Пока длился обед, пароход отчалил.
Во время десерта послышались громкие крики, а затем почти сразу же в столовую вошел вахтенный боцман и вызвал доктора.
Доктор поднялся.
— Что случилось? — спросили мы в один голос.
— Двое кабардинских старшин подрались, — объяснил боцман с тем марсельским выговором, какой мне было приятно слышать после того, как почти год я слышал лишь русский акцент, — и, черт побери, один из них полоснул другого ножом по лицу.
— Хорошо, — сказал капитан, снова садясь, — пусть на того, кто нанес удар, наденут кандалы.
Доктор пошел вслед за боцманом, а мы услышали у себя под ногами какой-то топот, словно там происходила драка; потом снова установилась тишина.

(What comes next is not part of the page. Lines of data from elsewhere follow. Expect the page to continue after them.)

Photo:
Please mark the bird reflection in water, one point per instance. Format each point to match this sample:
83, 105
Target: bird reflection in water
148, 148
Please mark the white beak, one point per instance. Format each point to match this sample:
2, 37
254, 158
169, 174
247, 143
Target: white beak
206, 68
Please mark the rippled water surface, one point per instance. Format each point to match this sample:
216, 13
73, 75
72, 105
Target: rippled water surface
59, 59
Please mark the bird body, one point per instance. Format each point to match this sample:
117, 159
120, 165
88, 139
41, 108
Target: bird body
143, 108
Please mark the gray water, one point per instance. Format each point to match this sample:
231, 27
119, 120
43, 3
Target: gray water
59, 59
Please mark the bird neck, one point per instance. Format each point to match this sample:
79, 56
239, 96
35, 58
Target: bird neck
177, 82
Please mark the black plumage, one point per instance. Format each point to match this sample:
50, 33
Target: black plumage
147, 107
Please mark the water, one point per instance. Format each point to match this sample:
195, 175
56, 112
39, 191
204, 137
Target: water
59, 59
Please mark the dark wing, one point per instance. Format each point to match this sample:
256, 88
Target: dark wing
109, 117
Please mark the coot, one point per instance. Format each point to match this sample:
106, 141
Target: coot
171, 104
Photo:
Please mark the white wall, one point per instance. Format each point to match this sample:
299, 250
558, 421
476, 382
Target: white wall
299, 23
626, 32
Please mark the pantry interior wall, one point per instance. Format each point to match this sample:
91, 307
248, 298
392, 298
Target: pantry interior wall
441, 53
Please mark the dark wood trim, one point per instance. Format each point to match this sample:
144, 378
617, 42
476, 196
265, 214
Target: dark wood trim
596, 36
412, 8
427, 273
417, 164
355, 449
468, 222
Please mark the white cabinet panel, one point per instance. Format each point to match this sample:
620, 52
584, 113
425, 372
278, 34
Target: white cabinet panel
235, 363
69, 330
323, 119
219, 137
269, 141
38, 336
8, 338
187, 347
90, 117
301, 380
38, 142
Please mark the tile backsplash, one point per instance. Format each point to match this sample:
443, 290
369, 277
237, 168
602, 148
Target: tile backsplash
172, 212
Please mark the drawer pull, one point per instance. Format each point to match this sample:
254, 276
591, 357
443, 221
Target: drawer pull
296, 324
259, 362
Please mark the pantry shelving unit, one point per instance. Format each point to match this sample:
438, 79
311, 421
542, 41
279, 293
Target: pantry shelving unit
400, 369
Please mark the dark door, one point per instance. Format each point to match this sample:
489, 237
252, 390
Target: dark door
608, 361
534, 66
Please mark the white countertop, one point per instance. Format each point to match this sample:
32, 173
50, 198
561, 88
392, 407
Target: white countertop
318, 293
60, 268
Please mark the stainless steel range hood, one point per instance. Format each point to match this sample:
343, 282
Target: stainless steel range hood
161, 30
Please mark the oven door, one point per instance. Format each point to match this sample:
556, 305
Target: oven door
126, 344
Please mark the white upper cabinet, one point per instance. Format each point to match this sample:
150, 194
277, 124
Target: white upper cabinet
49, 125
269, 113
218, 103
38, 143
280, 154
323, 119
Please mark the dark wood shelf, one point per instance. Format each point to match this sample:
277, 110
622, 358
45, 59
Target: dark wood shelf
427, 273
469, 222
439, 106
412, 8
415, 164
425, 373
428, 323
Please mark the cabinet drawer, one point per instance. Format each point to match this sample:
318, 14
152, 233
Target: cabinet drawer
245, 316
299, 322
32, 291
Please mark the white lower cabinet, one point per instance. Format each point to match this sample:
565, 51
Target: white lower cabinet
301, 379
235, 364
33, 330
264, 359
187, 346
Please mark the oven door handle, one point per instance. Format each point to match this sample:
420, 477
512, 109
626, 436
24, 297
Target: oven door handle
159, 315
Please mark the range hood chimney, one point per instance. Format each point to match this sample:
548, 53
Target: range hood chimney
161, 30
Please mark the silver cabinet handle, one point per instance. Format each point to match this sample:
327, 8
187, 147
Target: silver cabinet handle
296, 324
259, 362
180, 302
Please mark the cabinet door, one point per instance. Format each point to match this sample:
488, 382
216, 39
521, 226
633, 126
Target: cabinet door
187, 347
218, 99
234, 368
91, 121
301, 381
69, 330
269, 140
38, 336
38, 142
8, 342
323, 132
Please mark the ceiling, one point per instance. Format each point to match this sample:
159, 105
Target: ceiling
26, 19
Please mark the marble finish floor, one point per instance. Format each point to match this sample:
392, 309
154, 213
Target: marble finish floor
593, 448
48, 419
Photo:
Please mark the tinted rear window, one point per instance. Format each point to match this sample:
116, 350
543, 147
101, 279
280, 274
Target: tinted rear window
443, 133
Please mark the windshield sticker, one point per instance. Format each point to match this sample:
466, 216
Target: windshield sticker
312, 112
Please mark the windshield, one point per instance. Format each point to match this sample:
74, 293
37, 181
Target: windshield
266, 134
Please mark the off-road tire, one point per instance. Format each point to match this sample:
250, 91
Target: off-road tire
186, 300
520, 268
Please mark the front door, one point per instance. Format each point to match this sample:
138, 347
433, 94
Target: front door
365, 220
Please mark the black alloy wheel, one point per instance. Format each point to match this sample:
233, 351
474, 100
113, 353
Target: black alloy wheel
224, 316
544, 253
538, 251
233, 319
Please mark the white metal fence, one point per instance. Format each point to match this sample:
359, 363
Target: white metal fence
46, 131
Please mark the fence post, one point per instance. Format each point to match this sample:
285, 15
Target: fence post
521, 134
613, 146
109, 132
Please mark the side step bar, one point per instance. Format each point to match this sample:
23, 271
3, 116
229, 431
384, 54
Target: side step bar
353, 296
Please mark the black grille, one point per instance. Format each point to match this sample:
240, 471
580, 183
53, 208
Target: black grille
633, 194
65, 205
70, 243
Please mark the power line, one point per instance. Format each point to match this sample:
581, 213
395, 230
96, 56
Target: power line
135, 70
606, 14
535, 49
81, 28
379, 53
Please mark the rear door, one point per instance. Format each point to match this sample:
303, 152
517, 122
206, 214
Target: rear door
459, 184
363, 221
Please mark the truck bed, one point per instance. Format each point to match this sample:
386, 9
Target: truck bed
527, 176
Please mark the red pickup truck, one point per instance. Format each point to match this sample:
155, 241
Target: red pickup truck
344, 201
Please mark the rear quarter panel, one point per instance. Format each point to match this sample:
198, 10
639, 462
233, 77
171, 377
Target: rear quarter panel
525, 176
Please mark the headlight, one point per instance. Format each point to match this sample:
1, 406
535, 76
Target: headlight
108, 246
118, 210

Минут через десять доктор вернулся.
— Ну и что там? — спросил капитан Дагерр.
— Превосходный кинжальный удар, — отвечал доктор, — рассекший лицо того, кто его получил, наискось: рана начинается у брови и заканчивается у подбородка, рассекая правый глаз надвое.
— Он не умрет? — спросил капитан.
— Нет, но вполне может стать однажды властелином царства слепых.
— То есть он станет кривым? — в свою очередь поинтересовался я.
— О, — откликнулся доктор, — он уже кривой.
— А тот, кто нанес этот удар, — спросил капитан, — в кандалах?
— Да, капитан.
— Прекрасно.
Едва только капитан успел выразить так свое удовлетворение, как в столовую вошел судовой переводчик.
— Капитан, — сказал он, — депутация кабардинцев просит позволения явиться к вам.
— Что им от меня надо? — спросил капитан.
— Они хотят обсуждать это только с вами.
— Пусть войдут.
Депутация вошла: она состояла из четырех человек, и возглавлял ее все тот же почтенный старик, которому было доверено выводить женщин на прогулку.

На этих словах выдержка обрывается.